Hace dos noches estaba leyendo en mi habitación, cuando un ruido extraño en mi ventana, como un abrupto golpecito, me sobresaltó. Un poco asustada, ya que un impacto en la ventana de un quinto piso en medio de la noche, por leve que sea, no es algo muy común, aparté un poco la cortina para asegurarme de que nada o nadie estuviera ahí y que hubiera sido únicamente mi imaginación. Muchas posibilidades absurdas pasaron por mi mente, probablemente por los nervios de encontrarme sola.

Al primer vistazo, me pareció que no había nada. No supe si alegrarme o asustarme más, porque ya en ese momento estaba segura de que el ruido había sido real. Investigué el entorno con mayor detenimiento y, en un segundo, me encontré de frente con dos enormes pupilas negras que me miraban fijamente. La impresión me hizo soltar un grito, di un brinco hacia atrás, perdí el equilibrio y caí. Mi alarido sorprendió a mi inesperada visitante, movió las alas como si fuera a volar, pero se volvió a posar en mi ventana. Sentada en el suelo, observé a mi alrededor: la cama alborotada, las cortinas abiertas y una lechuza mirándome a través del cristal. Me causó mucha gracia el haberme asustado de tal manera por algo tan pequeño como un ave en la jardinera de mi ventana.

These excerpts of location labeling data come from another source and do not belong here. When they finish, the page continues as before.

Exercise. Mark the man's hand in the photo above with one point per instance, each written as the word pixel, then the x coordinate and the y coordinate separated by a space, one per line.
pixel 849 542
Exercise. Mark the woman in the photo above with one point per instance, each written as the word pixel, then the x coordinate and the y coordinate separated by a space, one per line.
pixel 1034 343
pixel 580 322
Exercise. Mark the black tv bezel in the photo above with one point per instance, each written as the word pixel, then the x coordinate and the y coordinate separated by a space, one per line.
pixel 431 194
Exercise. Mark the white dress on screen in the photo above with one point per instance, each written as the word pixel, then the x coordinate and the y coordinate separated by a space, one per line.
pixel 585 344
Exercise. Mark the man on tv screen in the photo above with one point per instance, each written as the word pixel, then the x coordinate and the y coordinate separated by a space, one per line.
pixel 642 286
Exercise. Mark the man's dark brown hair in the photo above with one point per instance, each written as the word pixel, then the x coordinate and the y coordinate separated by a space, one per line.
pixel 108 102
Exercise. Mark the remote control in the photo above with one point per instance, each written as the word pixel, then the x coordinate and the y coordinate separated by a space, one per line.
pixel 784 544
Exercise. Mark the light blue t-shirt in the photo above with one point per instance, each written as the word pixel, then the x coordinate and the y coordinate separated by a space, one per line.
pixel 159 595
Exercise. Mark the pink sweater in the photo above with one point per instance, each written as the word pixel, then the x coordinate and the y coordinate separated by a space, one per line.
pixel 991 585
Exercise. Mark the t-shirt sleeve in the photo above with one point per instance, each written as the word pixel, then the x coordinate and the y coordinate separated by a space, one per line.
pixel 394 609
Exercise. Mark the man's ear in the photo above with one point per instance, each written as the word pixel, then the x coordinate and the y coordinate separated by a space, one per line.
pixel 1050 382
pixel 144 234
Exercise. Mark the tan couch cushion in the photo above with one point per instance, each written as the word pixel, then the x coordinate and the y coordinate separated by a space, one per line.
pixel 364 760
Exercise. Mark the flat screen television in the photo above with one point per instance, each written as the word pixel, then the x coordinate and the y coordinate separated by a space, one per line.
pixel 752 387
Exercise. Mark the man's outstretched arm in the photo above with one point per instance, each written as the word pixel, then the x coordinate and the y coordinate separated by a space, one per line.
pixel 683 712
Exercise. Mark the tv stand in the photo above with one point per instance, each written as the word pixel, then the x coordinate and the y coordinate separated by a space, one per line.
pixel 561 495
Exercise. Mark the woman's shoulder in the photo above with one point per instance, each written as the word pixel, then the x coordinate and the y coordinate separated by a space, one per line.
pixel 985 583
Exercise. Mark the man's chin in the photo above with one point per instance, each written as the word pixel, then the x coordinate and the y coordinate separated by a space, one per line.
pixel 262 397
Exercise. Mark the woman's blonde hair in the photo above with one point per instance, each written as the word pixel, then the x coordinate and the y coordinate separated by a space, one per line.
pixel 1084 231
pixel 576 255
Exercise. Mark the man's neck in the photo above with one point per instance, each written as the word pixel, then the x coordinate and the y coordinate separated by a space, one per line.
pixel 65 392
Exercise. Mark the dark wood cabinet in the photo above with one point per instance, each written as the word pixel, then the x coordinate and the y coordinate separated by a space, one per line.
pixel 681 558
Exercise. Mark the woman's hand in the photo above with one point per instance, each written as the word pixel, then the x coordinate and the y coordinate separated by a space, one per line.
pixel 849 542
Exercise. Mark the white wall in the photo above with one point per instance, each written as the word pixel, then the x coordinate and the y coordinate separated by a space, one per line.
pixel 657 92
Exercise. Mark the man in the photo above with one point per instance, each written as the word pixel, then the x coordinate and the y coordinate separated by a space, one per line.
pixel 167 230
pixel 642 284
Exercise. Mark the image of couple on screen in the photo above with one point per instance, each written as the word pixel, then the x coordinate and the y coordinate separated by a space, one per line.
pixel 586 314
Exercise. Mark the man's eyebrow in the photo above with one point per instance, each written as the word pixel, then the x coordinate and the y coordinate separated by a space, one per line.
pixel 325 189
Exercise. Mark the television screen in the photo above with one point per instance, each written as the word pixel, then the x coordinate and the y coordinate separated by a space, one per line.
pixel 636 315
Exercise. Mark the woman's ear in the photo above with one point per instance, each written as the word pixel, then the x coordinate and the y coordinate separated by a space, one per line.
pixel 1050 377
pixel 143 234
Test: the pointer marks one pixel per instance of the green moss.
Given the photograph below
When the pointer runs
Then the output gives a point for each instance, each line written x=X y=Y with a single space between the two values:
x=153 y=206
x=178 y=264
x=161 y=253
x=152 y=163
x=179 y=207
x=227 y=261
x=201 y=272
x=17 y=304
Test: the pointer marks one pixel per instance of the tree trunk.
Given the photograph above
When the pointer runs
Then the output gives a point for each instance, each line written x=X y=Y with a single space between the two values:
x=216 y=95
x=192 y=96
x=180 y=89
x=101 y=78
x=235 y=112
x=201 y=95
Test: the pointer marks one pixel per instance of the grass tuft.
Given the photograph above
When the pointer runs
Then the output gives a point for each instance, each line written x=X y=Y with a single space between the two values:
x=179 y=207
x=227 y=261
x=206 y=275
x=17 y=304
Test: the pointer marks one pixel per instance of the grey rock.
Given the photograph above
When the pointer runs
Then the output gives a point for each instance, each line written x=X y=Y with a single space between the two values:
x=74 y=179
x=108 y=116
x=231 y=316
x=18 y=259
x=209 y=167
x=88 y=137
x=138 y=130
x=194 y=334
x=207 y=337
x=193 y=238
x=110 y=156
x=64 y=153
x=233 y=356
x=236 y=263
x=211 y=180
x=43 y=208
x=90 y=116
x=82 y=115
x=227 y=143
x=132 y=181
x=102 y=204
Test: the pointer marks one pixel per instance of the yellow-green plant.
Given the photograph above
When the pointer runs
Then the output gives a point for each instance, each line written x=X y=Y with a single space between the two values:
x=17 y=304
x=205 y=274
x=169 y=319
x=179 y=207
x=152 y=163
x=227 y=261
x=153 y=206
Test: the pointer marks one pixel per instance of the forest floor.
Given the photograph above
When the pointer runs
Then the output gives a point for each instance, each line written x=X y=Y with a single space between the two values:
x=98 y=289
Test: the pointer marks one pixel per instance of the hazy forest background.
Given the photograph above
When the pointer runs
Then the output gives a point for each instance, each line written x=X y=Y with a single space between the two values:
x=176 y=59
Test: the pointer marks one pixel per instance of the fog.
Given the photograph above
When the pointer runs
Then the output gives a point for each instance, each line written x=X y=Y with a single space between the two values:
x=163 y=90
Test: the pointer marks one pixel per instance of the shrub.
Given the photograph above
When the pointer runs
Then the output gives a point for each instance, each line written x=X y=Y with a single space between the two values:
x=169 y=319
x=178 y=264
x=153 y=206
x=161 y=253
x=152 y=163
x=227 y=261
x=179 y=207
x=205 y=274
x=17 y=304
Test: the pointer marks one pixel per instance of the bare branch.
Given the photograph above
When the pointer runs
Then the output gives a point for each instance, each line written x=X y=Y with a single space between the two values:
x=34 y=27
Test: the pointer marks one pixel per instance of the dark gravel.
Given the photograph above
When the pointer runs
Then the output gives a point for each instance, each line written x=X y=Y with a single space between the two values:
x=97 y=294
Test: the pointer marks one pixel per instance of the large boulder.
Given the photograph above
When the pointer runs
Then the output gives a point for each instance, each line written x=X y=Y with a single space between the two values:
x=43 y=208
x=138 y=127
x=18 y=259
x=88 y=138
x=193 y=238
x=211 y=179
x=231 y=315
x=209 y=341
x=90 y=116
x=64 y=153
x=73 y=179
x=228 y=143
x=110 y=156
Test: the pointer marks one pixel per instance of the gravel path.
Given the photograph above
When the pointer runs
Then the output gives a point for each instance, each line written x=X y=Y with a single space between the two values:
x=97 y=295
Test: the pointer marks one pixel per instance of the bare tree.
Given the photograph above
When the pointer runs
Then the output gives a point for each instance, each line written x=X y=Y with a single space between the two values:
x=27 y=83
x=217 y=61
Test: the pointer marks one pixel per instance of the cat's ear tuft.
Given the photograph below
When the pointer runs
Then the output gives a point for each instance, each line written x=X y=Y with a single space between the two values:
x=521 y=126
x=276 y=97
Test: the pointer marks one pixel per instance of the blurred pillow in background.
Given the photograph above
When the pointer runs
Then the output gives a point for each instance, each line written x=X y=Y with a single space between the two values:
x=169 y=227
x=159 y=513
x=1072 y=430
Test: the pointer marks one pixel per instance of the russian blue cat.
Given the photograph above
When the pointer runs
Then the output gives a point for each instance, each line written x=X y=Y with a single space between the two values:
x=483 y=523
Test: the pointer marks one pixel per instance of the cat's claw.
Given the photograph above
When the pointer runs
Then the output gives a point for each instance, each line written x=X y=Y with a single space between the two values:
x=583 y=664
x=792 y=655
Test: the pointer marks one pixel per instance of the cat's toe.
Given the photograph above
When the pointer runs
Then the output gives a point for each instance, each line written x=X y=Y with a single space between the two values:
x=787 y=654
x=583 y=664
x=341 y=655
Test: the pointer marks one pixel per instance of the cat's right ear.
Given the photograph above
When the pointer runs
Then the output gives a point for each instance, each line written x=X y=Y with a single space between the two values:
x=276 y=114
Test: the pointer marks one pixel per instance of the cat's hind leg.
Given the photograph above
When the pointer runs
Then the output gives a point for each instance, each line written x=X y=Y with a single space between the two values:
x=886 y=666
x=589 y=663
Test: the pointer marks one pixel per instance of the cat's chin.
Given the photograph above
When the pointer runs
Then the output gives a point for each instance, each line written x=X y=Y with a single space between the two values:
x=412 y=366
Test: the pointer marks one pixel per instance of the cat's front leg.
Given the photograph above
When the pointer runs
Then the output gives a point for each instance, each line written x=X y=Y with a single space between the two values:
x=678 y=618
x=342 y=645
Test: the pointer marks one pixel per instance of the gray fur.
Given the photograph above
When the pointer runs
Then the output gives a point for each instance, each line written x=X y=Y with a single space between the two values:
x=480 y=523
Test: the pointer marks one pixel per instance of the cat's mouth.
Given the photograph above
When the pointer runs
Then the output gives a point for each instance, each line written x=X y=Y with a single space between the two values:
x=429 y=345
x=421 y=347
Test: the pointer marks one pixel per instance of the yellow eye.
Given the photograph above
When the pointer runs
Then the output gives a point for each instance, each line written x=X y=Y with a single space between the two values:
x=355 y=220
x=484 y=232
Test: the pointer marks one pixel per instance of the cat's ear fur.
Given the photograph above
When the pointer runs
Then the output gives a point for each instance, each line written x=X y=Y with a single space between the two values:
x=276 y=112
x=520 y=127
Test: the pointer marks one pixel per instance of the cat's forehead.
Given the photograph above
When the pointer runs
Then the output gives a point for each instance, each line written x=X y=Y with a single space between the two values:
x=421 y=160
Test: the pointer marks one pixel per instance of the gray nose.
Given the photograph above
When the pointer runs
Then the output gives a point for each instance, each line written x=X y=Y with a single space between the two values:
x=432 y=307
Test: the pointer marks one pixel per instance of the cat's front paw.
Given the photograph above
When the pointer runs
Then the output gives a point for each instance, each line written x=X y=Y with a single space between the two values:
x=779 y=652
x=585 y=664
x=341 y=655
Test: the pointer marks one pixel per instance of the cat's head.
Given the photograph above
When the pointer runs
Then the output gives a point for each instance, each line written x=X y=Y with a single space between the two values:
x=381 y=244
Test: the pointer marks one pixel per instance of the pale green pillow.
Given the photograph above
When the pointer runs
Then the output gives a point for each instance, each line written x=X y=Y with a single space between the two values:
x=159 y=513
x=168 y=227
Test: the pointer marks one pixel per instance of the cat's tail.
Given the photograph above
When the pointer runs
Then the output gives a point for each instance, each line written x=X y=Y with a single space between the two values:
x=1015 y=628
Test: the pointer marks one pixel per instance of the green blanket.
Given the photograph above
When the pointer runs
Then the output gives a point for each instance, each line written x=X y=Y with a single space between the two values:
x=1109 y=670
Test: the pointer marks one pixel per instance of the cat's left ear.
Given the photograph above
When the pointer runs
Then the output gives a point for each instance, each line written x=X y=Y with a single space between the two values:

lechuza 1Cuando me puse de pie, la lechuza estaba todavía ahí. Tomé una manta y me envolví en ella, abrí la ventana y no se asustó por mi cercanía. El aire frío me hizo parpadear un poco, los residuos de polvo me hicieron lagrimear. Era una noche más bien oscura, unas nubes entre azul marino y rosado pálido escondían cada cierto momento una gran luna llena. En la esquina, justo al lado de las flores que no se habían secado aún a pesar de mi descuido, estaba la lechuza de perfil. Mi movimiento pareció alertarla y se volteó para mirarme. Sus ojos se veían tranquilos y volvió su vista hacia abajo, como si no le interesara para nada mi compañía. Hacía mucho frío, pero yo estaba casi hipnotizada por el ave parada a menos de un metro de mí. Parecía como si estuviera descansando después de una larga jornada. Pensé en todas las cosas que ella haría durante las veinticuatro horas. ¿Dormía durante el día? ¿Cuidaba de sus huevos o de sus pequeños hijitos? Cazaba, de eso estaba segura, lo había leído, y conocía que una amiga les tenía bastante antipatía porque una de estas aves de presa se había comido a una de las crías de su gata. Las lechuzas comen pequeños mamíferos, pero normalmente les resulta más fácil conseguir roedores.

Tuve un nuevo sobresalto cuando la lechuza movió sus alas por segunda vez; me dio la sensación de que se acomodaba como si estuviera disfrutando de su pequeña parada en mi ventana. Eso me hizo sentir extrañamente feliz, como si yo fuera una buena anfitriona. Acomodé la manta hasta que sólo mi rostro fuera visible. Temía que el viento helado me pudiera provocar un terrible resfriado si no tenía cuidado. Me preguntaba la razón por la que la sorprendente ave no se iba sabiendo que yo estaba ahí. Tal vez ya se había acostumbrado a la presencia de los humanos, o tal vez yo no representaba un peligro para ella. Recordé cuando mi pareja y yo luchamos para evitar que los vecinos las mataran, fue entonces cuando investigué tanto sobre su especie. Aquellos tiempos en los que todavía él estaba aquí…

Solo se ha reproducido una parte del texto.